Due giorni fa ricorreva il primo anno dalla morte di Mario Monicelli, e molti sul web hanno voluto ricordarlo attraverso questo video . Si tratta della celebre intervista a Rai per un notte, nella quale il regista afferma che soltanto una rivoluzione potrebbe riscattare l'Italia in declino. 
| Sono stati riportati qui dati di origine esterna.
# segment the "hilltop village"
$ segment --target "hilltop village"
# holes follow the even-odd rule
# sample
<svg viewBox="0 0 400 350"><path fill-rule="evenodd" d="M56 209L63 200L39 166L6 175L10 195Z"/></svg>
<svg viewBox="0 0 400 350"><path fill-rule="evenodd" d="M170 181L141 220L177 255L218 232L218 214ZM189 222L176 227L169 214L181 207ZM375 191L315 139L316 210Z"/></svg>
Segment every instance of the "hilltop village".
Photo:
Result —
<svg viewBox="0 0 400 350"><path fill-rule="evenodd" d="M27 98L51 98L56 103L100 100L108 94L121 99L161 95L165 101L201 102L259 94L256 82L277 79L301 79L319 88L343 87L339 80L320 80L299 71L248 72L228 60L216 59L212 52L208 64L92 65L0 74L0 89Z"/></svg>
Eppure, a quanto si apprende dai nostri media, di rivoluzioni ce ne sono state: viola, arancione, verde, rosa, digitale, delle app, della mobilità urbana, del mercato del lavoro, della burocrazia regionale, del costume, della bellezza, dei rimborsi, dei wc, del mercato dei videogiochi, del cemento, del traffico milanese, della spesa, dei resti, delle abitudini, della pubblicità, dello switch off, del potere economico femminile, dell'ingresso in centro a pagamento, del “biomimetismo”, del consenso informato, della scherma, della Champions League, nella gestione dei servizi pubblici, nella gestione della macchina comunale, nel sistema della lievitazione, su due cavalli, per cambiare le abitudini dei baresi più indisciplinati, a metà, soft, dal basso, del sistema di governance dell'università, del benessere, del fast fashion, del cotto e mangiato, del pantalone, del vento. Soltanto per citare alcune delle 45.156 volte in cui il termine è stato usato, negli ultimi dieci anni, dai due quotidiani più letti in Italia: la Repubblica e Il Corriere della Sera
Anche noi abbiamo parlato di “rivoluzione”, facendo nostra una riflessione di Giovanna Zucconi sul linguaggio, ed abbiamo ripreso più volte il tema, specie in contrapposizione ad un metodo nell'argomentare basato su offese e sarcasmo (ad es. qui); forse è arrivato il momento di compiere un passo in più su quella strada, rifiutando una volta per tutte anche lo svilimento del linguaggio “buono” che avviene attraverso la ripetizione ossessiva. 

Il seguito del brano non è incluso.